The third way I know of, the hardest way — set up an environment similar to those on browsershots. Then you’re using firefox with automation. If you have a Mac OS X on a server, you could play with ActionScript, to do the automation for you.
So, to sum up:
PHP/server-side script — you have to implement your own browser, JS engine, CSS parser, etc, etc. Fully under control and automated instead.
Firefox Addon — has access to DOM and all stuff. Requires user to operate it (or at least an open firefox session with some kind of autoreload). Nice interface for a user to guide the whole process.
Adobe AIR — requires a working desktop computer, more difficult than creating a Fx addon, but more powerful.

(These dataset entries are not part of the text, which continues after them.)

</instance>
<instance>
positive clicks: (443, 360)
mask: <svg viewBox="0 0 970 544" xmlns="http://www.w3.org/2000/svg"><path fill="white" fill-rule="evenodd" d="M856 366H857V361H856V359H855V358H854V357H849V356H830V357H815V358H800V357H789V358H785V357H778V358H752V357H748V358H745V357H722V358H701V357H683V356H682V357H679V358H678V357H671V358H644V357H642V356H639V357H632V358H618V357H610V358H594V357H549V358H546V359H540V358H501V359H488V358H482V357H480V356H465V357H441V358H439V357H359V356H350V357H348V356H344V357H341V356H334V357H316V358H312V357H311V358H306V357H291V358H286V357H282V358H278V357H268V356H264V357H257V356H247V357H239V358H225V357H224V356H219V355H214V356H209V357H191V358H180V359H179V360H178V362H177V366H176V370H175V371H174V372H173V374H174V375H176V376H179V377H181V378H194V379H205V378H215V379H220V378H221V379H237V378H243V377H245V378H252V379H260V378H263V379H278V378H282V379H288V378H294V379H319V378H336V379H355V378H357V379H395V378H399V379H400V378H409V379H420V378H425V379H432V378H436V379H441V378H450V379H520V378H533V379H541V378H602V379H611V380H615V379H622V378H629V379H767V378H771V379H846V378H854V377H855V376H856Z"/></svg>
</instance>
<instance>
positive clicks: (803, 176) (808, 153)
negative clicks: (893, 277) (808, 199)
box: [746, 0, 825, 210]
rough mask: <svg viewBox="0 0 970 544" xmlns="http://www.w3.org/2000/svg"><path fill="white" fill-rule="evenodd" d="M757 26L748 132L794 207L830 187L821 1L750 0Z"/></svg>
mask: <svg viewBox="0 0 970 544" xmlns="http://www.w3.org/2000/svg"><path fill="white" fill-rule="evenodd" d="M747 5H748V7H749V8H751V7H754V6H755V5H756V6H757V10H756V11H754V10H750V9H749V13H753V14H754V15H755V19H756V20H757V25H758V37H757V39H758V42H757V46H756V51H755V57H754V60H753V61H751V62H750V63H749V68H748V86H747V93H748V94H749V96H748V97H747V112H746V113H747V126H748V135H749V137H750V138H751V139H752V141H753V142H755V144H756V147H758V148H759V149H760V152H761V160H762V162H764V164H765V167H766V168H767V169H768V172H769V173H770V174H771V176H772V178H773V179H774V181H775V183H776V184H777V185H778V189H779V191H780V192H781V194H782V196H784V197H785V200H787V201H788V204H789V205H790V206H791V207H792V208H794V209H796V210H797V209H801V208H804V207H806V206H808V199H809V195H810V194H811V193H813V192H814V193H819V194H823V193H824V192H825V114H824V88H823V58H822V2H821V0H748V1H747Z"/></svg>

Automated browser — more of a desktop programming issue that webdevelopment. Can be set up on a linux terminal without graphical environment. Requires master hacking skills. :)
Being primarily a .Net programmer these days, my advice would be to use C# or some other language with .Net bindings. Use the WebBrowser control to load the page, and then iterate through the elements in the document (via GetElementsByTagName()) to get links, images, etc. With a little extra work (parsing the BASE tag, if available), you can resolve src and href attributes into URL's and use the HttpWebRequest to send HEAD requests for the target images to determine their sizes. That should give you an idea of how graphically intensive the page is, if that's something you're interested in. Additional items you might be interested in including in your stats could include backlinks / pagerank (via Google API), whether the page validates as HTML or XHTML, what percentage of links link to URL's in the same domain versus off-site, and, if possible, Google rankings for the page for various search strings (dunno if that's programmatically available, though).
I would use a script (or a compiled app depending on language of choice) written in a language that has strong support for networking and text parsing/regular expressions.
Perl
Python
.NET language of choice
Java
whatever language you are most comfortable with. A basic stand alone script/app keeps you from needing to worry too much about browser integration and security issues.